Final Report
Digitization of Hearings of the U. S. Congress House of Representatives Committee on UnAmerican Activities
Jennifer Weintraub and Sandy Peterson
Goals of the Project:
Summary of Activities:
The first step of the project was selecting 25 hearings that would be most interesting and representative of the material in the hearings.
The hearings were scanned and corrected. We then processed the images with optical character recognition software. Finally, we marked up the resulting text in XML. We used TEILite as our DTD and followed the standards in the TEI Text Encoding and Libraries report (http://www.indiana.edu/~letrs/tei/), marking up at level 3 (Simple Content Analysis) with some additions. This enabled us to markup the material relatively quickly. The markup stresses the page numbers, names, places, and people in the hearings, those elements most important to our users. We accomplished this by using free software, which left more money for student labor.
We also created PDFs as an intermediate delivery solution, which we will mount on the web before the public forum.
Budget:
We were given $1180 and spent it all on student labor, which totaled 112 hours (at first $10.35/hour and then $10.65/hour).
Results:
In general, this project can be deemed a qualified success. It was probably too ambitious for its timeline, given the resources involved. The grant provided much needed seed money for accomplishing the most pedestrian aspects of the project, but we were not able to finish the work.

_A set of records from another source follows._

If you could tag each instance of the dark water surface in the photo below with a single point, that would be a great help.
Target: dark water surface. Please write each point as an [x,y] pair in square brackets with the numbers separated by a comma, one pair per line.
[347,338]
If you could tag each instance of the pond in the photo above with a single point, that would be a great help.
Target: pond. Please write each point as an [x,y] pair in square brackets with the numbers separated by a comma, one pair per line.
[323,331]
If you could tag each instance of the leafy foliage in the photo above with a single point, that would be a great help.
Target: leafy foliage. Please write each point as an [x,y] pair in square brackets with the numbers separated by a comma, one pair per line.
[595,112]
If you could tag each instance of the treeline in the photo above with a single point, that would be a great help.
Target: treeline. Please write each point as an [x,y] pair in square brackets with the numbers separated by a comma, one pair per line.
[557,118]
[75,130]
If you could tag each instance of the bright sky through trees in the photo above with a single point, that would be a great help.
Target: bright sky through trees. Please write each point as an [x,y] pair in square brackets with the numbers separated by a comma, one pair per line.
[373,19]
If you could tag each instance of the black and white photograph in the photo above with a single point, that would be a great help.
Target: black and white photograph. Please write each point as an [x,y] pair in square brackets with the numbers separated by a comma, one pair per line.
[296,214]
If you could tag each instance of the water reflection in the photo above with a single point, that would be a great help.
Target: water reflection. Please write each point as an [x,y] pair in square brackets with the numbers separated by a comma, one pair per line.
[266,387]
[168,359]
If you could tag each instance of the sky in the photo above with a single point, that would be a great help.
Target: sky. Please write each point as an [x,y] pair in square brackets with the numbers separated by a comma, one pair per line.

We were able to scan all the hearings and apply optical character recognition to 18 of them. We were also able to mark up 5 hearings entirely. The project was successful in getting the project started, enabling us to make decisions on how to work with the material, and getting processes and procedures in place.
Once the material is scanned, OCR and markup is time consuming, though not difficult. Our student spent about 35% of his time scanning and 60% on the OCR, marking up last. For this reason, we would try to outsource the scanning and OCR in the future and have our students work on markup and basic quality control. While we thought that it would be cost-effective to do this in-house, it turned out that in order to OCR the material efficiently, we had to scan more carefully than we would if we were simply making PDFs
We were not able to finish all the material but aim to do so over the next few months (with some student labor). We are currently OCRing and marking up the remaining hearings (a process which has grown more efficient over the course of the project). We will be mounting a web page describing the project and producing preliminary PDFs.
Hopefully, further development on electronic text delivery in the library will enable us to load the marked-up files for better delivery of this material, potentially using DLXS, already in use at the library. We could then possibly use this pilot project to find further funding to deliver all of the hearings on the web.
In the future we would pursue more outsourcing of scanning and OCR. It is better to use intelligent students for more interesting parts of the job. We would also consider creating a customized DTD for this project if it expands. We were not able to find another DTD to borrow from when the project began and felt it would be best to work with an established DTD to start.